Atene, 14 febbraio (ansa) È innegabile: i ritrovamenti di scheletri abbracciati da secoli non smettono mai di emozionare perché sembrano confermare che, quando l’amore è davvero per sempre, è l’unico capace di unire una coppia oltre la morte. Sembra questo il caso dell’uomo e della donna i cui scheletri, ancora teneramente abbracciati dopo quasi 6000 anni, ovvero dall’epoca del Neolitico, sono stati rinvenuti ieri durante scavi presso la Grotta di Alepotrypa (il “Buco della volpe”), a ovest del villaggio di Mani, nel Peloponneso meridionale. Non si sa ancora come e perché siano morti, ma di certo sappiamo che si amavano.
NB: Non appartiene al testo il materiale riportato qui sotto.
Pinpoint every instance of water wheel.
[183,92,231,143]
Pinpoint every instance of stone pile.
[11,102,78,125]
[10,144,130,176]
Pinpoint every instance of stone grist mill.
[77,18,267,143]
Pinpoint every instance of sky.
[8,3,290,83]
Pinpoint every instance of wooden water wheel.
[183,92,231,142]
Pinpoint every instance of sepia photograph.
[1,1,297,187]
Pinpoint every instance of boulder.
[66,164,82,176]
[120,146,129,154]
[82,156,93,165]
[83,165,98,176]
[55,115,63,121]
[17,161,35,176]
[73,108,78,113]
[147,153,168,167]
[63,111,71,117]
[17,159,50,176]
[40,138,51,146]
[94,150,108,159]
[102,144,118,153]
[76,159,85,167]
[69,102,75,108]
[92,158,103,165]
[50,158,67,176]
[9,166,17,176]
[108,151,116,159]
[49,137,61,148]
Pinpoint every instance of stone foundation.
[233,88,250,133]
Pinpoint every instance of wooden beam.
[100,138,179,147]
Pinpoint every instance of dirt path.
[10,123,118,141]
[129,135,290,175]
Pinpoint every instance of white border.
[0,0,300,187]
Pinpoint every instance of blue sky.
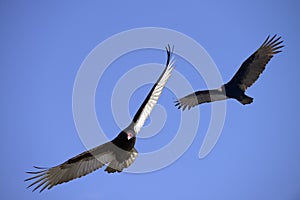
[0,0,300,200]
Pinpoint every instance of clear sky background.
[0,0,300,200]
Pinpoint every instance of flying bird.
[175,35,283,110]
[25,45,175,192]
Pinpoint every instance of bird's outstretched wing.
[175,90,227,110]
[133,45,174,133]
[25,142,137,192]
[228,35,283,91]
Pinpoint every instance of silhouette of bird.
[175,35,283,110]
[25,45,175,192]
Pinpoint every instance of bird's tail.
[238,94,253,105]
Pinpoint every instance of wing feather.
[229,35,283,91]
[133,46,174,133]
[175,90,227,110]
[25,142,115,192]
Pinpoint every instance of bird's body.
[175,35,283,110]
[25,46,174,192]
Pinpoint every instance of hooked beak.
[127,133,133,140]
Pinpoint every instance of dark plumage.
[175,35,283,110]
[25,46,174,192]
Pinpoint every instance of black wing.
[229,35,283,91]
[25,142,137,192]
[133,45,174,133]
[175,90,227,110]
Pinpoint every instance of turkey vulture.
[175,35,283,110]
[25,45,174,192]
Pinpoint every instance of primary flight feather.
[25,46,174,192]
[175,35,283,110]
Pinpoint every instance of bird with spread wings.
[175,35,283,110]
[25,45,175,192]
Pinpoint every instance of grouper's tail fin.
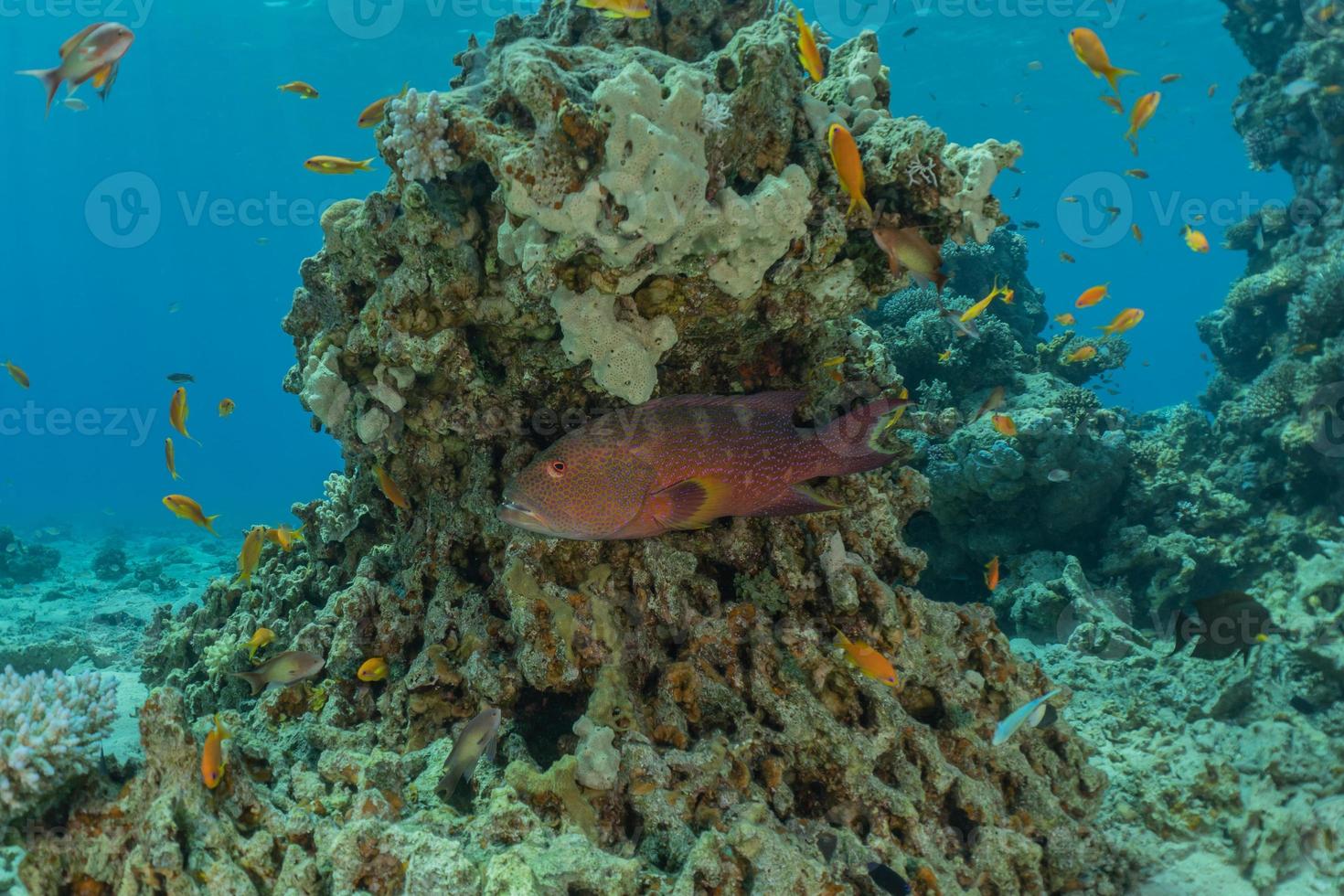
[812,398,914,475]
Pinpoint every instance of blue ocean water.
[0,0,1289,538]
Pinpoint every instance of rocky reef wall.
[10,3,1122,895]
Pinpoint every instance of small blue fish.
[992,688,1061,747]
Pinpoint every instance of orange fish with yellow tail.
[200,712,232,790]
[1069,28,1138,92]
[793,9,826,82]
[827,123,872,218]
[836,629,896,688]
[168,386,200,444]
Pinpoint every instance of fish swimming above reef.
[1172,591,1275,662]
[200,713,232,790]
[498,392,912,541]
[229,650,326,698]
[164,495,219,536]
[17,22,135,115]
[990,688,1061,747]
[869,862,910,896]
[434,707,503,799]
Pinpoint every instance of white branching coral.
[700,92,732,133]
[383,90,461,180]
[0,667,117,822]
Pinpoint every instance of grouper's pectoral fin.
[649,477,729,529]
[746,485,844,516]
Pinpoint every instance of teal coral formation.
[0,667,117,824]
[10,3,1121,893]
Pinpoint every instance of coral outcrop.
[0,667,117,824]
[10,3,1121,895]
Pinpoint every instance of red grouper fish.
[498,392,912,541]
[19,22,135,114]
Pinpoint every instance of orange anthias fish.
[234,525,266,581]
[871,223,947,293]
[1074,283,1110,307]
[1069,28,1138,92]
[355,656,389,681]
[374,464,411,510]
[1097,307,1144,336]
[795,11,826,80]
[200,713,231,790]
[243,627,275,662]
[168,386,200,444]
[277,80,317,100]
[970,386,1004,423]
[836,629,896,688]
[986,555,998,591]
[357,80,411,128]
[266,524,306,553]
[1181,224,1209,252]
[498,392,912,541]
[19,22,135,115]
[989,414,1018,438]
[164,435,181,480]
[1125,90,1163,155]
[574,0,653,19]
[304,155,377,175]
[4,361,32,389]
[827,123,872,218]
[164,495,219,536]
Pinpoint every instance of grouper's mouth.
[497,498,551,535]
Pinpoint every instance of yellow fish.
[374,466,411,510]
[243,627,275,662]
[200,713,231,790]
[355,656,389,681]
[827,123,872,218]
[1069,28,1138,92]
[574,0,652,19]
[1097,307,1144,336]
[164,495,219,536]
[168,386,200,444]
[234,525,266,581]
[1181,224,1209,252]
[164,435,181,480]
[836,629,896,688]
[793,11,826,80]
[277,80,317,100]
[357,80,411,128]
[266,524,306,553]
[304,155,378,175]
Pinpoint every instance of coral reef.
[13,3,1122,893]
[0,667,117,824]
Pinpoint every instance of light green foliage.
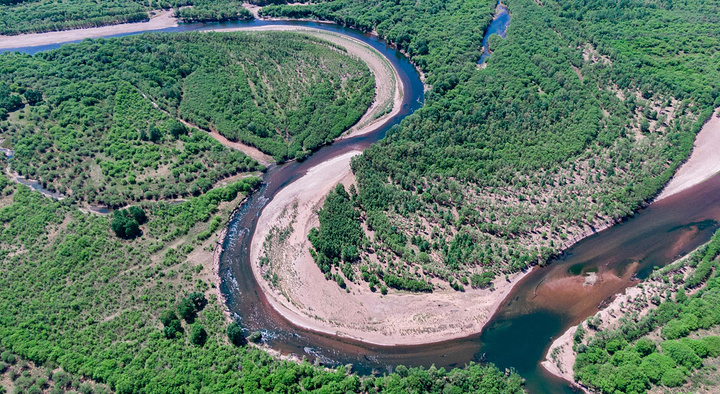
[0,0,252,35]
[0,33,374,207]
[263,0,720,284]
[308,184,365,276]
[175,0,253,22]
[574,232,720,393]
[0,177,523,393]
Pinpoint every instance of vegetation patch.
[0,33,374,207]
[262,0,720,289]
[573,232,720,393]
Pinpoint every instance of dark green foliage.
[248,331,262,343]
[308,184,365,270]
[0,33,374,203]
[190,323,207,346]
[175,0,253,22]
[270,0,720,279]
[574,232,720,393]
[662,369,685,387]
[0,0,252,35]
[662,341,702,370]
[110,210,141,239]
[127,206,147,226]
[160,309,182,339]
[177,298,197,323]
[23,89,42,105]
[226,322,247,346]
[383,273,432,293]
[470,271,495,289]
[0,82,22,120]
[177,292,207,323]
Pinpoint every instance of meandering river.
[3,11,720,393]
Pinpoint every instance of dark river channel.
[5,11,720,393]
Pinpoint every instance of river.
[5,13,720,393]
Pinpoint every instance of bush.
[662,368,685,387]
[190,324,207,346]
[160,309,182,339]
[227,322,247,346]
[110,207,145,239]
[248,331,262,343]
[177,298,197,323]
[662,341,702,369]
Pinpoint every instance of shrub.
[662,368,685,387]
[190,324,207,346]
[227,322,246,346]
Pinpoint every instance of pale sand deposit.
[656,110,720,201]
[250,151,525,345]
[213,25,403,138]
[0,10,178,49]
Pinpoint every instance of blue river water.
[5,9,720,393]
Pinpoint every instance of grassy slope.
[0,33,374,206]
[263,0,720,290]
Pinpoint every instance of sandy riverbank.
[656,109,720,201]
[213,25,403,138]
[542,109,720,383]
[0,10,178,49]
[250,151,536,345]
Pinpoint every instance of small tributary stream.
[5,11,720,393]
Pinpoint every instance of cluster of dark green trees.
[0,0,252,35]
[110,206,147,239]
[262,0,720,286]
[574,232,720,393]
[175,0,254,22]
[0,177,523,393]
[0,33,374,207]
[160,292,208,346]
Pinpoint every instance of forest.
[573,232,720,393]
[0,176,524,393]
[270,0,720,290]
[0,33,374,207]
[0,0,252,35]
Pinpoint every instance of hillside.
[0,0,252,35]
[0,33,374,206]
[262,0,720,289]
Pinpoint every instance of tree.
[110,211,141,239]
[662,368,685,387]
[24,89,42,105]
[227,322,247,346]
[187,292,207,312]
[127,206,147,225]
[168,119,187,139]
[160,309,182,339]
[190,324,207,346]
[177,298,197,323]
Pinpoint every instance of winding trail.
[0,10,178,49]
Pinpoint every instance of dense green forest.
[574,232,720,393]
[0,176,523,393]
[0,33,374,206]
[274,0,720,289]
[0,0,252,35]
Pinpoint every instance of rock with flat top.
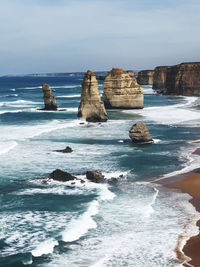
[103,68,144,109]
[42,83,57,110]
[129,122,153,143]
[78,70,108,122]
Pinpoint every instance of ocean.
[0,73,200,267]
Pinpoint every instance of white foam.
[62,200,99,242]
[31,238,58,257]
[0,141,18,155]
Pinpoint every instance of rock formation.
[54,146,73,153]
[103,68,144,109]
[137,70,154,85]
[86,171,105,183]
[153,66,169,91]
[163,62,200,96]
[42,83,57,110]
[78,70,108,122]
[49,169,85,183]
[129,122,153,143]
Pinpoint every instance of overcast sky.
[0,0,200,75]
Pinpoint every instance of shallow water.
[0,75,200,267]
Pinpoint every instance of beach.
[157,149,200,267]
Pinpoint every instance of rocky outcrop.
[54,146,73,153]
[42,83,57,110]
[137,70,154,85]
[103,68,144,109]
[78,70,108,122]
[49,169,85,183]
[129,122,153,143]
[163,62,200,96]
[86,171,105,183]
[153,66,169,91]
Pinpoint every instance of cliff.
[78,70,108,122]
[137,70,154,85]
[42,83,57,110]
[153,66,169,90]
[163,62,200,96]
[103,68,144,109]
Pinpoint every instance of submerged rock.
[86,171,105,183]
[54,146,73,153]
[129,122,153,143]
[78,70,108,122]
[103,68,144,109]
[42,83,57,110]
[137,70,154,85]
[49,169,78,182]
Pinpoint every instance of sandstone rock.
[137,70,154,85]
[163,62,200,96]
[129,122,153,143]
[42,83,57,110]
[103,68,144,109]
[55,146,73,153]
[78,71,108,122]
[153,66,169,91]
[86,171,104,183]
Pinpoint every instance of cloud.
[0,0,200,73]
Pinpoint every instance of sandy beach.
[159,148,200,267]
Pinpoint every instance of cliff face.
[163,62,200,96]
[153,66,169,90]
[78,71,108,122]
[103,68,144,109]
[42,83,57,110]
[137,70,154,85]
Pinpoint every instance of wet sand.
[157,148,200,267]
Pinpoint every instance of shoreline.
[154,148,200,267]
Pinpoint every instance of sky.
[0,0,200,75]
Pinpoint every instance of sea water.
[0,74,200,267]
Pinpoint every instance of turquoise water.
[0,75,200,267]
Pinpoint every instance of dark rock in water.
[54,146,73,153]
[86,171,105,183]
[137,70,154,85]
[129,122,153,143]
[78,70,108,122]
[42,83,57,110]
[49,169,78,182]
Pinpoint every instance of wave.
[31,238,58,257]
[0,141,18,155]
[62,200,99,242]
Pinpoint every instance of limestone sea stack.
[103,68,144,109]
[42,83,57,110]
[129,122,153,143]
[163,62,200,96]
[78,70,108,122]
[153,66,169,91]
[137,70,154,85]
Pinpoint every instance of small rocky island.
[129,122,153,143]
[78,70,108,122]
[153,66,169,91]
[137,70,154,85]
[42,83,57,110]
[103,68,144,109]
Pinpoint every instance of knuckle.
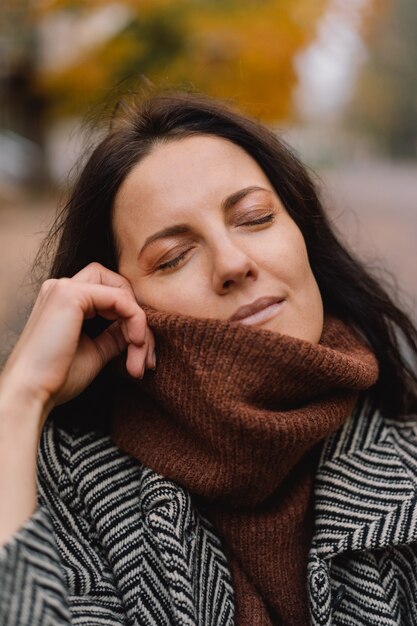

Lo straordinario ritrovamento, che sinora ha un solo equivalente in Europa negli ‘amanti di Valdaro’ – due scheletri di una giovane coppia risalenti al Neolitico, tumulati faccia a faccia e abbracciati, ritrovati in una necropoli scoperta nel 2007 nei pressi di Mantova – è stato annunciato ieri dalla Sovrintendenza Archeologica ellenica quasi in coincidenza con la festa di San Valentino, il patrono degli innamorati.
Un analogo ritrovamento di una coppia, ma di epoca molto più recente, è avvenuto lo scorso settembre nella Cappella di Saint Morrell nel Leicestershire, in Gran Bretagna, dove sono stati rinvenuti due scheletri, risalenti al XIV secolo, che dopo 700 anni si tenevano ancora mano nella mano. La sepoltura di Mani, che sembra non abbia subito violazioni, è stata trovata presso il luogo dove erano stati interrati un altro uomo e un’altra donna, rinvenuti accovacciati in posizione fetale. Le sepolture contenevano anche punte di freccia rotte. Grazie al metodo del Carbonio 14, gli scheletri della coppia abbracciata sono stati datati intorno al 3800 a.C., mentre l’analisi del Dna ha confermato che i resti appartenevano a un maschio e a una femmina. Entrambe le sepolture fanno parte di una necropoli neolitica nell’area della grotta di Diros, dove gli scavi hanno già riportato alla luce tombe risalenti al 4200-3800 a.C. In base alle ricerche e alle analisi, sembra che la grotta ed i suoi dintorni siano stati utilizzati come residenza e come necropoli dal Neolitico antico (7000-5500 a.C.) sino al Neolitico recente (4200-3500 a.C.). Quindi, verso il 3200 a.C., un devastante terremoto avrebbe fatto crollare l’ingresso della grotta, sigillando all’interno coloro che vi abitavano.
Gli scavi nell’area ebbero inizio in seguito ad una scoperta fortuita fatta dagli speleologi Yiannis e Anna Petrocheilos nel 1958 e sono ripresi l’anno scorso sotto l’egida dell’Eforato di Paleoantropologia delle antichità, guidato da George Papathanassopoulos, e della Società speleologica della Grecia settentrionale, che si avvalgono della collaborazione di esperti greci e internazionali.
Commentando la scoperte, Papathanassopoulos ha ricordato che già dalla fine degli anni Settanta le visite turistiche alla grotta sono state proibite e, nello stesso periodo, sono stati avviati scavi più approfonditi. Presso il sito archeologico è stato realizzato un piccolo museo nel quale sono in mostra molti dei tantissimi reperti sinora rinvenuti. “Entrambe le tombe riportate alla luce sono in ottime condizioni – ha detto Papathanassopoulos -. Il tipo di sepoltura in posizione fetale è comune nell’epoca neolitica, ma la doppia inumazione con l’abbraccio è uno dei più antichi esempi conosciuti e, quando avremo finito di lavorarci, anch’essa sarà esposta nel museo”.